Die aktuelle Bundesregierung hat sich nun also vorgenommen, zu prüfen, wie der Paragraph 218 StGB reformiert werden könnte. Da es darüber aber keine Einigkeit in der Regierung gibt, hat sie geplant, eine Kommission einzuberufen, die neben der Reform von §218 auch andere Themen im Bereich der Reproduktionsmedizin prüfen soll. Genannt wurden z.B. Eizellspende und Leihmutterschaft. Mit der Einsetzung der Kommission tut die Koalition so, als würde sie sich um das Thema kümmern, auch wenn jetzt schon klar ist, dass die eigentliche Reform des §218 in dieser Wahlperiode nicht mehr stattfinden wird. Denn im Gegenzug zu SPD und Grünen, die ja tatsächlich auch fordern, dass §218 abgeschafft werden soll, will die FDP ihn nicht antasten. Nun hat die Ampel also diese Kommission gegründet, aber wer darin sitzt, was genau der Arbeitsauftrag ist und wie die Bundesregierung damit umgehen wird, dazu wissen wir bis heute nichts. Umso wichtiger ist hier also der Druck aus der Zivilgesellschaft.

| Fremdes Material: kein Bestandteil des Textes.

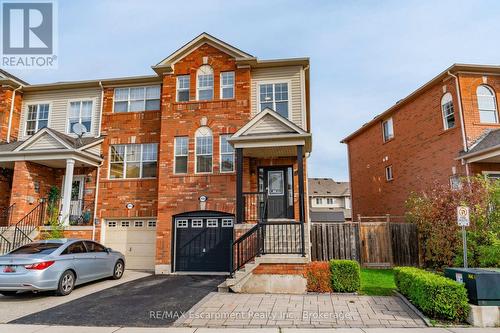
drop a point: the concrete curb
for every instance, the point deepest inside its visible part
(426, 320)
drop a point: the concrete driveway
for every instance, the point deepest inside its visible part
(151, 301)
(25, 304)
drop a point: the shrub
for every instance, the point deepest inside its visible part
(435, 295)
(345, 275)
(318, 277)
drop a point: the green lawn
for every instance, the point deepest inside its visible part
(377, 282)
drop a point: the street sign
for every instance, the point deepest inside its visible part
(463, 216)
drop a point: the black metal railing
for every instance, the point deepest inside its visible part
(268, 238)
(254, 207)
(6, 215)
(81, 212)
(25, 226)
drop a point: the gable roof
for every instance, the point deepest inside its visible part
(488, 141)
(203, 38)
(327, 187)
(268, 122)
(455, 69)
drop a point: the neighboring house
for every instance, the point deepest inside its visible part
(446, 130)
(172, 167)
(329, 200)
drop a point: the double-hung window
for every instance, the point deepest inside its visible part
(448, 111)
(137, 99)
(80, 112)
(181, 154)
(226, 154)
(133, 161)
(205, 86)
(227, 85)
(37, 118)
(387, 129)
(183, 88)
(204, 150)
(275, 97)
(487, 105)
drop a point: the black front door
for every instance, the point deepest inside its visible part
(202, 243)
(277, 182)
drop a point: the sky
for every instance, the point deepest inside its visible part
(364, 55)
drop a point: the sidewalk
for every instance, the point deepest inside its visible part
(7, 328)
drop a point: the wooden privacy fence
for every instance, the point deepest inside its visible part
(373, 243)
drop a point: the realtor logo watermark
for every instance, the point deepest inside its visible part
(29, 34)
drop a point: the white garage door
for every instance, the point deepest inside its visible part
(136, 239)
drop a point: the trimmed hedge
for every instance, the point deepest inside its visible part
(318, 278)
(435, 295)
(346, 275)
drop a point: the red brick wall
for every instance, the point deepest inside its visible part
(180, 193)
(421, 153)
(114, 194)
(5, 104)
(468, 86)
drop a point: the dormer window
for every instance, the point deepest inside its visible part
(205, 84)
(387, 129)
(275, 97)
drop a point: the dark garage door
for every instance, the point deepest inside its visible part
(202, 241)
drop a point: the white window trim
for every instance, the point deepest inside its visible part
(386, 173)
(128, 98)
(92, 116)
(187, 166)
(227, 86)
(383, 129)
(25, 122)
(494, 96)
(183, 89)
(215, 223)
(181, 224)
(196, 156)
(125, 162)
(221, 153)
(445, 123)
(199, 223)
(273, 82)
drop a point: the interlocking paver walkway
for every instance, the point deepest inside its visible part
(301, 311)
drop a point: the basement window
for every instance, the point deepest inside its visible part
(388, 173)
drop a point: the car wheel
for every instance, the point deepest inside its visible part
(66, 283)
(118, 270)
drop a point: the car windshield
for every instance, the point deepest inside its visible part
(37, 248)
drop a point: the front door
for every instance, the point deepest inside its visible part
(76, 204)
(277, 182)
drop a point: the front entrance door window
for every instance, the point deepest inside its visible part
(275, 183)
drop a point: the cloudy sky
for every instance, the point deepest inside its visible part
(365, 55)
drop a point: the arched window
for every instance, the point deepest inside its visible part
(487, 104)
(204, 149)
(205, 83)
(448, 111)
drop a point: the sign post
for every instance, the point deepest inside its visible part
(463, 221)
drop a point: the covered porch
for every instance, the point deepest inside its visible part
(49, 176)
(270, 188)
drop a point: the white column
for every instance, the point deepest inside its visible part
(66, 199)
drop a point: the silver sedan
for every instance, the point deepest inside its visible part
(57, 264)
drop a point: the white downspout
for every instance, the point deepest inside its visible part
(462, 122)
(96, 196)
(100, 111)
(12, 111)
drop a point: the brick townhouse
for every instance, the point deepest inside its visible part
(200, 167)
(444, 131)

Raus aus dem Strafgesetzbuch

Nachdem die Ampel nun über das gesamte Jahr 2022 immer wieder die zeitnahe Einsetzung der Kommission angekündigt und wieder revidiert hat, warten wir noch immer darauf zu erfahren, wann sie ihre Arbeit endlich aufnehmen wird. Während die grüne Familienministerin Paus im vergangenen Jahr mehrfach nach vorn geprescht ist, hat das SPD-geführte Gesundheitsministerium diese Aussagen immer wieder einkassiert. Noch im November hieß es dort, dass der Zeitpunkt für die Errichtung der Kommission weiterhin nicht feststeht. Ministerin Paus wiederum sagte nun im Familienausschuss des Bundestages, dass mit der Einrichtung der Kommission im Februar oder März gerechnet werden kann. Ob das allerdings auch das Gesundheitsministerium weiß, bezweifle ich nach dem ganzen Hin und Her des letzten Jahres.

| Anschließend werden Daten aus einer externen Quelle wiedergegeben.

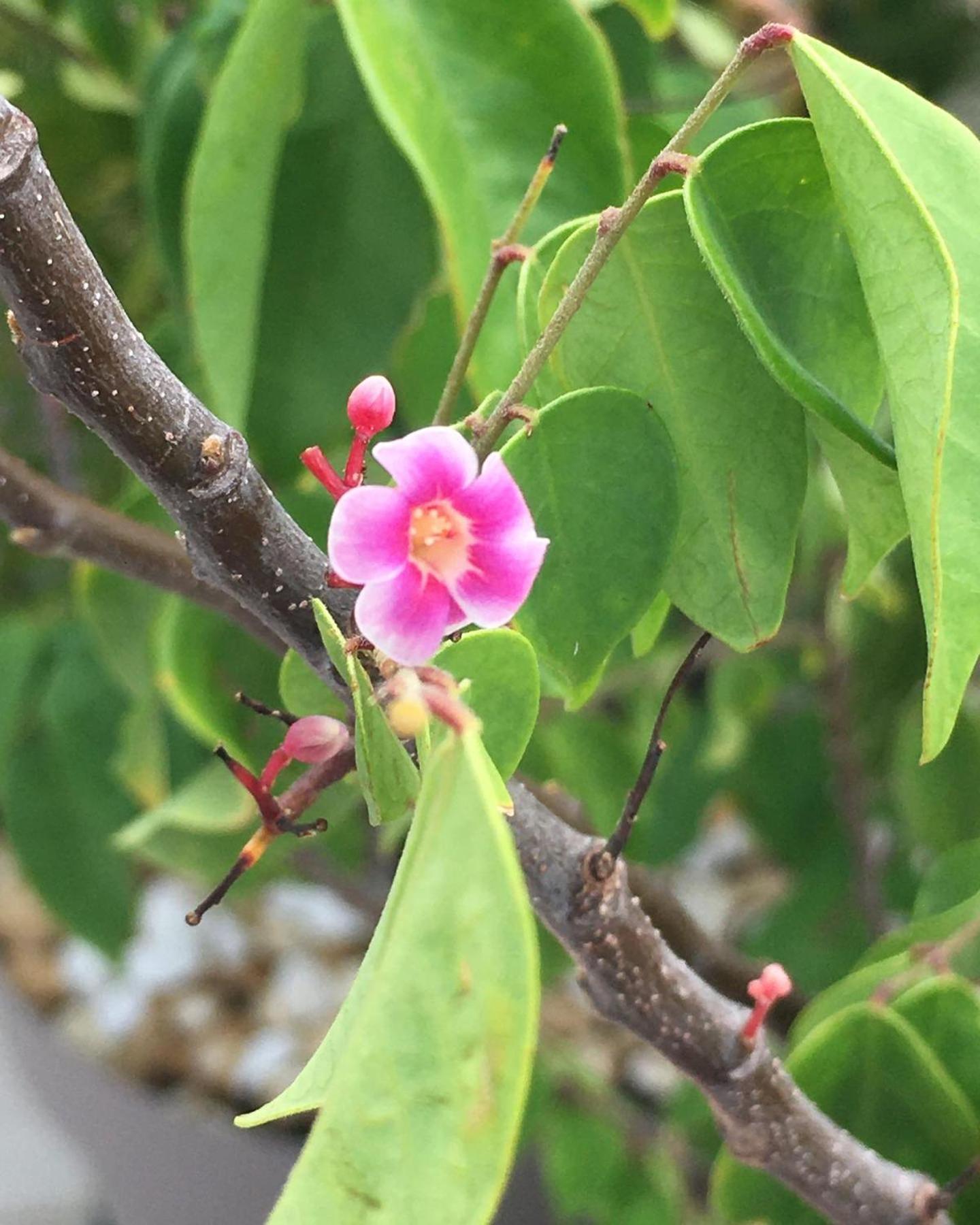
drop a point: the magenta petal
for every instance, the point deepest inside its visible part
(494, 504)
(368, 537)
(406, 617)
(430, 463)
(499, 578)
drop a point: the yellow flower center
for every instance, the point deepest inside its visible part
(438, 539)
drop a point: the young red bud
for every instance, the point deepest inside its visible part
(316, 738)
(372, 406)
(772, 984)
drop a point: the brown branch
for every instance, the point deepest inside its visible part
(504, 252)
(79, 346)
(53, 522)
(632, 977)
(617, 842)
(243, 542)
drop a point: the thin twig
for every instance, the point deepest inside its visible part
(629, 972)
(502, 254)
(614, 223)
(620, 836)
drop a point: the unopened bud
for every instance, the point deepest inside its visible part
(315, 738)
(370, 406)
(772, 985)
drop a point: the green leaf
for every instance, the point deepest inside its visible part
(529, 321)
(600, 478)
(938, 802)
(655, 16)
(422, 1079)
(649, 627)
(61, 805)
(200, 663)
(472, 101)
(21, 643)
(347, 210)
(892, 159)
(387, 774)
(872, 1073)
(765, 217)
(199, 831)
(946, 1013)
(655, 323)
(231, 190)
(951, 879)
(504, 690)
(304, 692)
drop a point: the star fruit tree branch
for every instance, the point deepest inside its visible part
(79, 344)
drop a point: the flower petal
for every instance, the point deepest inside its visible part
(406, 617)
(494, 504)
(499, 580)
(368, 537)
(430, 463)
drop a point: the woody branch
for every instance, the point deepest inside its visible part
(79, 344)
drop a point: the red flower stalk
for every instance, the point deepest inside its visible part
(772, 985)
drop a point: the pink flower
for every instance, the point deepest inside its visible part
(446, 546)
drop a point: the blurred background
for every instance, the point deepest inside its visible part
(789, 817)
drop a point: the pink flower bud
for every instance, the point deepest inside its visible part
(372, 406)
(315, 738)
(772, 985)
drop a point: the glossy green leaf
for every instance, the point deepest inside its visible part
(21, 643)
(649, 627)
(951, 879)
(200, 663)
(231, 190)
(472, 101)
(304, 692)
(422, 1079)
(598, 474)
(347, 212)
(655, 323)
(387, 774)
(529, 323)
(940, 802)
(872, 1073)
(892, 159)
(502, 690)
(946, 1013)
(765, 217)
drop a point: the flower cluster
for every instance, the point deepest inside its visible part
(447, 545)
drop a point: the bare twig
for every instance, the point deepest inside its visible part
(634, 978)
(54, 522)
(502, 254)
(244, 542)
(721, 964)
(617, 842)
(79, 346)
(614, 223)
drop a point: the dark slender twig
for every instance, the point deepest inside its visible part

Für uns als Linke ist klar, Schwangerschaftsabbrüche haben im Strafgesetzbuch nichts verloren und §218 StGB muss dringend ersatzlos gestrichen werden. Statt Pflichtberatungen wollen wir, dass die Angebote für eine freiwillige Beratung ausgebaut werden, damit jede Schwangere sich beraten lassen kann, wenn sie es möchte und diejenigen, die in ihrer Entscheidung gefestigt sind, nicht mit Zwangsberatungen drangsaliert werden. Jede Frau muss das Recht haben, über ihren Körper frei zu entscheiden. Es darf nicht sein, dass eine Frau ein Kind austragen muss, weil ihr der Zugang zu einem Schwangerschaftsabbruch erschwert wurde. Das mindeste, was die Ampel tun muss, ist die Einberufung der Kommission, damit die Sachverständigen endlich ihre Arbeit aufnehmen können und es danach wenigstens eine klare Empfehlung für die Abschaffung von §218 gibt.